El Alcalde Antonio Villaraigosa se encuentra en Guadalajara, Jalisco, al frente de una numerosa delegación de escritores, artistas y académicos angelinos con motivo de la Feria Internacional del Libro que anualmente se celebra en la capital tapatía.
Sucede que este año los organizadores designaron a Los Angeles como invitada de honor a la Feria y es por eso la presencia de Villaraigosa y su comitiva en un evento que es quizá el más importante en el mundo editorial y de literatura de latinoamérica.
Villaraigosa por lo general se luce en este tipo de eventos. El alcalde es un eterno optimista y él mismo es un anuncio ambulante de todo lo que se puede conseguir en términos de movilidad social en la sociedad estadounidense -llegar lejos desde una cuna pobre.
Asi las cosas, Villaraigosa dio un discurso en español la noche del viernes como orador invitado en la cátedra en honor al escritor Julio Cortázar. El alcalde habló entre otras cosas de la diversidad de Los Angeles y de ser un sitio “que le da cabida a los sueños de la gente de todo el mundo”
Con uno de los grandes de la literatura mundial, Carlos Fuentes.
Aunque quizá sonando un tanto “enrollón” con el alcalde, la verdad es que hay que darle crédito a quien se lo merece. Da gusto ver que Villaraigosa vaya a Guadalajara, de su discurso en español -a riesgo de ser criticado o puesto en ridículo ya que muchos de los errores gramaticales o de pronunciación que aquí se los pasamos allá de seguro los harán notar- y lo mejor, pone por lo alto a los latinos de Los Angeles. Tanto a los que han nacido aquí como a los latinoamericanos que hemos hecho de la urbe angelina nuestro hogar adoptivo.

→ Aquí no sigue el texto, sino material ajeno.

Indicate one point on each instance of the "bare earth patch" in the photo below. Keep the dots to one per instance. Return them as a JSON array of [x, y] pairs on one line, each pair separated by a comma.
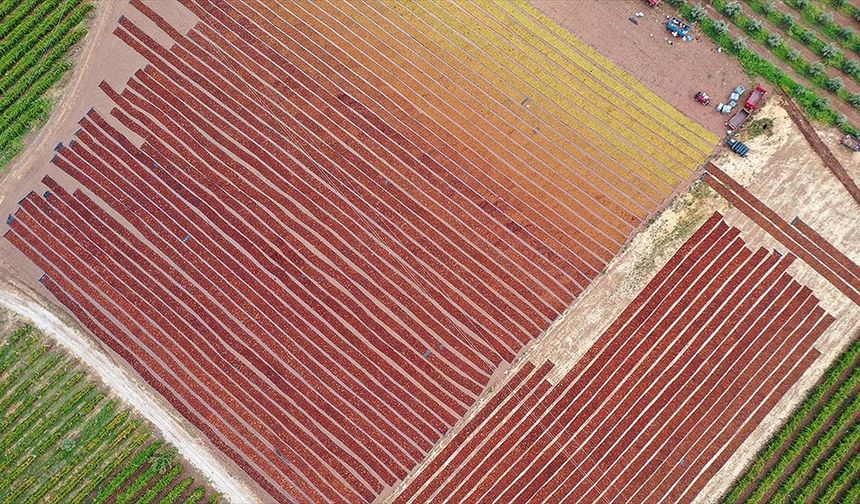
[[675, 72], [785, 173]]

La presencia de Los Angeles en la Feria del Libro de Guadalajara va mucho más allá de Villaraigosa por supuesto. Hay un pabellón angelino y literalmente decenas de actividades que mostraran lo vibrante que es Los Angeles en términos de literatura, cine, pintura y otras expresiones artísticas.
Uno desearía que la presencia del alcalde latino de Los Angeles en un evento cultural en territorio mexicano sirviera también para reivindicar todo lo que tiene que ver con el español hablado y escrito en la urbe angelina, en California y en Estados Unidos todo.
Así como el alcalde no tiene pena de hablar de cultura y en idioma en español a un público que ve con curiosidad lo que sucede al otro lado de la frontera, lo mismo debería de suceder a menudo aquí en Los Angeles. Que también se hable y se escriba de cultura y de ideas en idioma español.